Science is poking its nose into every part of human life.
While some laugh at the very notion of us all soon becoming robots, the Googlies and their ilk continue toward their serious goal of coding humanity.
Sadly, there has to be a collision. Thankfully, science has taken it upon itself to discover which joke is truly the funniest in the world.
As the Huffington Post reports, British researcher Richard Wiseman worked hard to understand the core of humor. His story is told in a new book by Scott Weems called "Ha!: The Science Of When We Laugh And Why."
Wiseman reached some fascinating and very scientific conclusions. The funniest animal is, allegedly, a duck. The Brits apparently prefer their humor dry, while the Americans are allegedly fond of aggression in their humor. Oh, that's funny.
But the most important part of this work was surely the search for the funniest joke in the world. Wiseman asked 1 million people to offer their ratings.
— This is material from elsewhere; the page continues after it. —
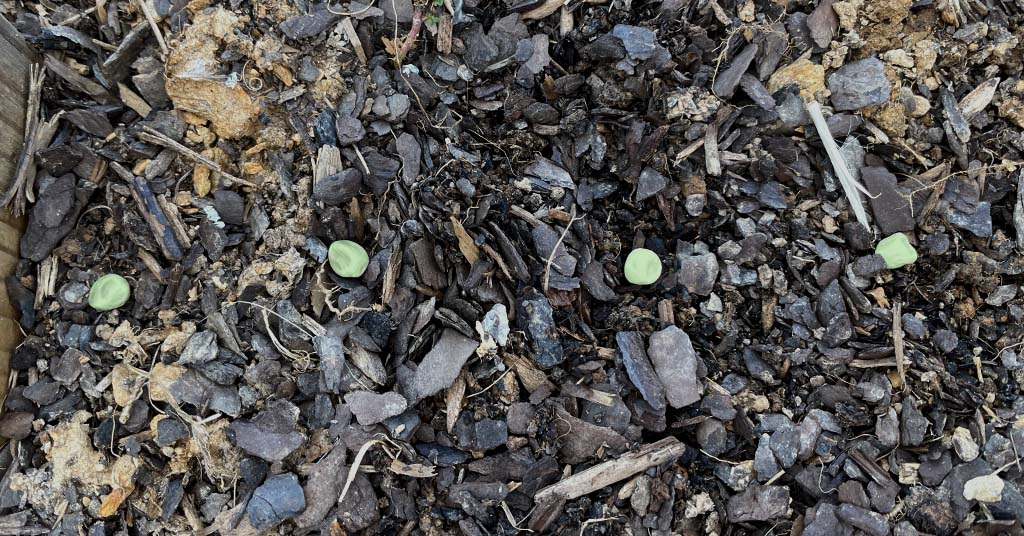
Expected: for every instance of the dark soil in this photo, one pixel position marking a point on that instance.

I am conscious of the dangers involved in asking 1 million people about anything. We have often seen the difficult results inherent in any democracy or popularity contest.
Here, though, I present the winner:
Two hunters are out in the woods when one of them collapses. He's not breathing and his eyes are glazed, so his friend calls 911. "My friend is dead! What should I do?" The operator replies, "Calm down, sir. I can help. First make sure that he's dead." There's a silence, then a loud bang. Back on the phone, the guy says, "OK, now what?"
(pauses for reaction)
So, your keyboard or screen has now either been covered by a cocktail of coffee and spittle. Or you are sitting there considering the meaning of life and the worth of your fellow man.
I will only offer one small observation about humor. Context means so much. There are times of the day, moments of an evening, when certain forms of humor seem to work.
There are other occasions when the very same joke, even told to the very same people, descends like a stricken owl.
Often, there's no controlling these moments. I was once at a dinner with 20 female professional golfers. They began to tell jokes. Each was a touch more filthy than the last.
When it came to my turn, I had no idea what to do. My pinot noir had every idea. So I told a joke that, I confess, plumbed one or two depths.
When I got to the punchline, there was a pause. Several nanoseconds of fear. Then, laughter.
I was lucky. They were drunk.
I think Wiseman's 1 million would have hated it.